Menu
Grafana Cloud

Sift analysis - Kube crashes

Overview

This analysis finds pods in the specified namespace (and optionally cluster) that have crashed during the investigation time range, either due to an application error or an OOMKill.

Inputs

  • Required:

    • namespace in Prometheus datasource, and
    • namespace in Loki datasource
  • Optional:

    • cluster (to narrow down the scope to a single cluster)

How it works

Step 1: Find crashing pods and their workloads

Find crashing containers and their associated workloads in the specified namespace and (optionally) cluster using metrics from kube-state-metrics.

Step 2: Sorts results

We split the crashes into two groups, those caused by OOMKills and those caused by crashes (using the reason label).

Step 3: Define events

We create an event for each crash.

Step 4: Locate reasons for crashes

We find the reason for each crash by interpolating the following query template with a filter for namespace/cluster/pod and searching the discovered Loki datasource for logs:

%s |~`(?i)(panic:|traceback |error:|fatal)` !~`(?i)(info|debug)`

This step is currently optional, and does not always run for every analysis.
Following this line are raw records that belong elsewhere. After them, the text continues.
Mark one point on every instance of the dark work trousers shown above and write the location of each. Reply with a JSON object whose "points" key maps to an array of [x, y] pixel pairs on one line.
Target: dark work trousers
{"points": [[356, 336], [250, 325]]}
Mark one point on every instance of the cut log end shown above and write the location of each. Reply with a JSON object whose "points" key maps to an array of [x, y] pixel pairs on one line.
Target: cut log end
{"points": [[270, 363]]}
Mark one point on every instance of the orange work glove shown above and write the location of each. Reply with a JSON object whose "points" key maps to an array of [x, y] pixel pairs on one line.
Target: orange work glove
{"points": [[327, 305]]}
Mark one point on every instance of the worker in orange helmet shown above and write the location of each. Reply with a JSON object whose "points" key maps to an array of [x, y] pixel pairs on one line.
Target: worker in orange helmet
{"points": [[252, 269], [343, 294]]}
What resources does this analysis use?

  • Prometheus datasource - Range query
  • Loki datasource - Logs range query

How does this analysis determine when a result is interesting?

  • The results are interesting if we locate one or more crashes.

What configurations options are available for this analysis?

This check has no configurable parameters except for the Prometheus and Loki datasources.